Hints for practicing

Every aspect of nyckelharpa technique is suitable for practice: bowing, bow patterns, scales, arpeggios, string changes, double stops, and so on. If you’re like me, exercises wear thin after a while. But all of these are used in making music, so it’s only logical that you can practice technique by choosing some tunes that exercise the relevant skills. If you’re practicing polska bowing, play every eighth-note polska you know with consistent bowing.

For string crossings, take applicable phrases and slow them down and play them over and over (the second and third parts of Spelmansglädje, for example).

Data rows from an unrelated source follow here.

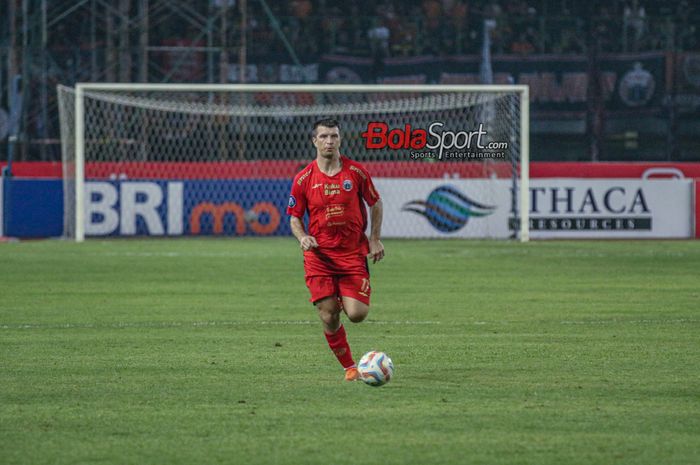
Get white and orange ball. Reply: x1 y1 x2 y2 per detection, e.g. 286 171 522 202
357 350 394 386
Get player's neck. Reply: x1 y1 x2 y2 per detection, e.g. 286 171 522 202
316 153 343 176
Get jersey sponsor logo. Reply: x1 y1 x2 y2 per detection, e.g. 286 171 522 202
350 166 367 179
297 170 311 186
323 184 340 195
326 205 345 219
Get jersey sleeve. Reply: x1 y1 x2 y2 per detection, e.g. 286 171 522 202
353 165 379 207
287 170 307 218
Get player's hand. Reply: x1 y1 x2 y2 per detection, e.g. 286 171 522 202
369 239 384 263
299 236 318 252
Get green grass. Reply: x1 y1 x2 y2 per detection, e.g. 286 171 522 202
0 239 700 465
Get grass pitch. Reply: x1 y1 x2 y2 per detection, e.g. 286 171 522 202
0 238 700 465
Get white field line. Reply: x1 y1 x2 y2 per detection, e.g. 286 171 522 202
0 318 700 330
0 320 442 329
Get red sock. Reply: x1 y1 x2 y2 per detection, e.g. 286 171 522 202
323 325 355 370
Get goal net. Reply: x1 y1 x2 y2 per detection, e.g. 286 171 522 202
58 84 529 241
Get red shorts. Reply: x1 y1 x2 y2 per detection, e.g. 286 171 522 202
306 273 372 305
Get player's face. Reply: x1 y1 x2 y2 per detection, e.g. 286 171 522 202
311 126 340 158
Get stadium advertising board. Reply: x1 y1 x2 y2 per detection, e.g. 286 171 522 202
85 180 291 236
0 173 698 239
376 179 693 239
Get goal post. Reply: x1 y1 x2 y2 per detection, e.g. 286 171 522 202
58 83 530 242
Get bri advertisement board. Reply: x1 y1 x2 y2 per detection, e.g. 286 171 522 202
0 177 694 239
85 180 291 236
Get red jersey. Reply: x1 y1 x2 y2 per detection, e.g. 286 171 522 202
287 155 379 275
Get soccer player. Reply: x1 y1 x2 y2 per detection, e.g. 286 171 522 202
287 119 384 381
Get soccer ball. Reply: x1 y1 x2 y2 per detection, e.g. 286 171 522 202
357 350 394 386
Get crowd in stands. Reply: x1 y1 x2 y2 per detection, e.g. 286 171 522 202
212 0 700 57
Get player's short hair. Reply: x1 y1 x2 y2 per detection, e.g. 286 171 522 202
311 118 340 137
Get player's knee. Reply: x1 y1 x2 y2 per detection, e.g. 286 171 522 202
316 299 340 324
347 305 369 323
348 313 367 323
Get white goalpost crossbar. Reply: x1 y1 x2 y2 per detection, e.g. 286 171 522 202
69 82 530 242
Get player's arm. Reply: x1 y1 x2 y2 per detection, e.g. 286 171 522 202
369 199 384 263
289 216 318 251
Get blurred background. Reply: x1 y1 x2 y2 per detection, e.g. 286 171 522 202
0 0 700 162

For left-hand position shifts, choose a tune that gives you trouble and spend a half hour with the intent of learning it rather than just playing it.

In future columns

There’s a lot more left to cover. Trills and other ornaments. Choosing, playing, and articulating double stops. Left-hand technique for position changes. Tunes that sound difficult but aren’t so bad. Tunes that sound simple but are difficult. We shall see where this all leads.